Al “Parco Regina Giovanna” di Sant’Alfio, in un’area naturalistica vicino al Castagno dei Cento Cavalli, è stata allestita la prima edizione del Presepe Vivente “In Propria Venit”, organizzato dalle due parrocchie di Sant’Alfio e Puntalazzo, espressione tangibile di un vangelo vivente che ha rappresentato la nascita di Gesù in modo realistico. La comunità santalfiese ha voluto annunciare “il valore del presepe vivente, che risiede nella sua capacità di rendere viva la spiritualità del Natale, offrendo una profonda riflessione religiosa e unendo la condivisione dell’evento a tutta la comunità, attraverso tradizioni culturali e locali, trasmettendo valori di semplicità e di speranza”, come hanno sottolineato gli organizzatori.

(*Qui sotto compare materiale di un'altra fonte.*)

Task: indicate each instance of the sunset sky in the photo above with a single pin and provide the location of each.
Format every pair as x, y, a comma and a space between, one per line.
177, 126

La manifestazione nell’area del secolare Castagno dei Cento Cavalli è stata considerata, per tutta la comunità, un grande evento di valorizzazione della fede religiosa e di promozione del territorio, con la rivalutazione dei mestieri che tendono a scomparire e delle tradizioni tipiche del territorio etneo. È stata un’occasione per riscoprire e valorizzare i saperi artigianali secolari, coniugando tradizioni e innovazioni, per creare opportunità economiche e culturali nel territorio. Per tanto impegno i ringraziamenti sono stati rivolti ai membri dell’organizzazione, appartenenti alle due parrocchie: Domenico Raciti, Giovanni Toscano, Giuseppe Nucifora, Riccardo Murabito, Simone Raciti, Antonio Trovato. «Il Presepio vivente – hanno sottolineato gli organizzatori – ha ricreato l’atmosfera di Betlemme di duemila anni fa, con la rappresentazione di mestieri antichi ammantata da una atmosfera suggestiva».
Come dichiarato dal Sindaco, Alfio La Spina, «questo evento ha offerto una esperienza immersiva nella tradizione e cultura locale. Oltre al valore religioso, ha avuto anche un significato culturale e sociale, poiché ha coinvolto la comunità locale nella realizzazione dell’evento, rappresentando un’occasione di incontro e di condivisione per famiglie e per i numerosi visitatori».
Gli organizzatori del Presepio vivente, al termine della manifestazione, hanno rivolto un sentito ringraziamento a tutti coloro che hanno prestato la loro preziosa collaborazione: «Quella che all’inizio sembrava un’idea quasi impossibile è diventata una realtà, grazie a quanti ci hanno creduto, forse ancor di più degli organizzatori. Realizzare il presepe è stata un’esperienza intensa, convincente e profondamente bella. I ringraziamenti vanno a tutti coloro che, in qualsiasi modo, hanno contribuito alla realizzazione di questo progetto culturale. È inutile dirlo, il risultato è stato straordinario e sostenuto con la preghiera. Gli organizzatori sono stati sostenuti da tutta la comunità delle due Parrocchie, specie nei momenti di difficoltà. Si ringrazia il Comune di Sant’Alfio per la concessione del parco e delle casette; il Comune di Mascali per averci messo a disposizione gazebi per l’allestimento dell’area gastronomica. Un grazie particolare va al Comandante dei Carabinieri di Sant’Alfio, che ha vigilato sulla sicurezza di tutti i presenti, ai Vigili urbani che, con solerzia, hanno sorvegliato la numerosa affluenza di visitatori e, con grande pazienza, hanno tenuto sotto controllo e supportato questa meravigliosa iniziativa natalizia. Si ringrazia la Pro Loco di Puntalazzo e Sant’Alfio, insieme all’Unpli, per aver contribuito a divulgare e valorizzare quanto realizzato. Un grazie sincero va anche agli amici di Montargano, che ci hanno concesso tavoli di appoggio per l’area gastronomica. Infine, grazie alle persone che sono venute a visitare il presepe e, con la loro presenza e con i loro acquisti, hanno contribuito a coprire le spese sostenute, lasciando offerte che sono state donate alla parrocchia di Puntalazzo e Sant’Alfio. Ancora, un grazie di cuore va agli organizzatori della comunità di Puntalazzo e Sant’Alfio, unita in questo bellissimo percorso».